March 13, 2018 2:24am CST
The Bully exists everywhere, regardless of race, colour, age, culture, gender or sexual orientation. Some are subtle, some don't bother to hide it. I doubt there are many among us who have a) never been bullied, and b) never been The Bully. Oftentimes, The Bully will put other people in awkward and uncomfortable positions. By other people, I mean me - purely for the benefit of this post. By The Bully, I mean a male lecturer at my workplace. The victim is a female student whom is one of a few in the class that I support. You know him, and you also know her. He's the chap who knows his subject and doesn't understand why other people don't. He gets frustrated with those who don't, but instead of trying a different tactic he just repeats the same thing. He forgets that these students arrive with a plethora of different strategies for working things out, and that if they didn't get it after three hours of maths a week for the last twelve years, they're not going to suddenly get it in one hour a week, which they see as a pointless hour. I agree with them. And yes, it's maths. She is the girl who doesn't want to be there. Yes, she is bolshy but, to be fair, she doesn't give as much as she gets back. Yesterday he took it to a new low. She spoke, he mimicked her. She moved, he told her off. She spoke to me, he told her to shush. When he knew she was struggling, he didn't offer to help. He goaded her in the same way I used to goad my siblings as a child, in an effort to get them into trouble. Despite my protestations and a chat we had earlier, she left. I have never worked with him before, but a friend who has tells me that there is always one student who he has a need to control and pick on. I wonder if he is the same at home, with one of his children a constant victim who will never be as good as the others. I just don't understand why some adults take their position of power to the extreme, find the vulnerabilities and attack when they should be protecting. All I can do is put the feelers out, email her personal tutor, continue to advocate on her behalf and hope for the best. I can't do much else from my lowly position. *sigh*
6 people like this
We had a teacher like this, I remember I hated so much to assist to her lessons. I am sure they are the same at home and they are the same when they go shopping. They need a victim to provoke and annoy. It's a sort of way to show their power.
• Sutton, England
I worked with a similar teacher. She always picked on weaker students. I did have strong words with her once I was able to get evidence of what she was up to. I was the personal tutor and course co-ordinator. I would let the girl's personal tutor know what you have observed.

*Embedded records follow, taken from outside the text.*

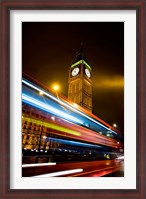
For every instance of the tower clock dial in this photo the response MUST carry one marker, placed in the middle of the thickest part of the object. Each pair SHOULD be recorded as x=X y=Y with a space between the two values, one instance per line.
x=87 y=72
x=75 y=71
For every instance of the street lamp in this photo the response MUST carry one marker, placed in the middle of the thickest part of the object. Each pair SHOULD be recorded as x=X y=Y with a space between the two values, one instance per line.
x=115 y=125
x=56 y=87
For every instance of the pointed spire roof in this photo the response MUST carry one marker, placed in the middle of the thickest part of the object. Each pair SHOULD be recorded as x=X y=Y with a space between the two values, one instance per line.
x=80 y=58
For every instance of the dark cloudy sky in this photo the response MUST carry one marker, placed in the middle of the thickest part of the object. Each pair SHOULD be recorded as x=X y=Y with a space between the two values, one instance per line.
x=48 y=50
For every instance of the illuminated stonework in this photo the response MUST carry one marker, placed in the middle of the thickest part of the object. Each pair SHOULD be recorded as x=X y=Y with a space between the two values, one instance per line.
x=80 y=85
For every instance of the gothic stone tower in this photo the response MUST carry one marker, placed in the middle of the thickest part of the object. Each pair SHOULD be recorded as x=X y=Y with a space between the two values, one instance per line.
x=80 y=82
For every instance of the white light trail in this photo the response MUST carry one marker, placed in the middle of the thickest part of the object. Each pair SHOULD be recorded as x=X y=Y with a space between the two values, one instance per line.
x=40 y=164
x=49 y=108
x=66 y=105
x=59 y=173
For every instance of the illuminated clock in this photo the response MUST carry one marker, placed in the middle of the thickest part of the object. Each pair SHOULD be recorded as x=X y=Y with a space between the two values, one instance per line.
x=75 y=71
x=87 y=73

I may well do. The thing is though that she's an apprentice so she's only in College for one afternoon. My colleagues have suggested that I just talk to the maths tutor ... apparently he is known for this behaviour, but he will listen if someone intervenes. I shall pull up my big girl pants next Monday and do what needs to be done!
• Sutton, England
@Poppylicious I guess it depends on how well you get on with him If he is known for bullying behaviour the chances are the personal tutor will know about him. If it doesn't work then I personally would speak to the personal tutor as I'm sure he/she would not want to be left in the dark. Good luck with this.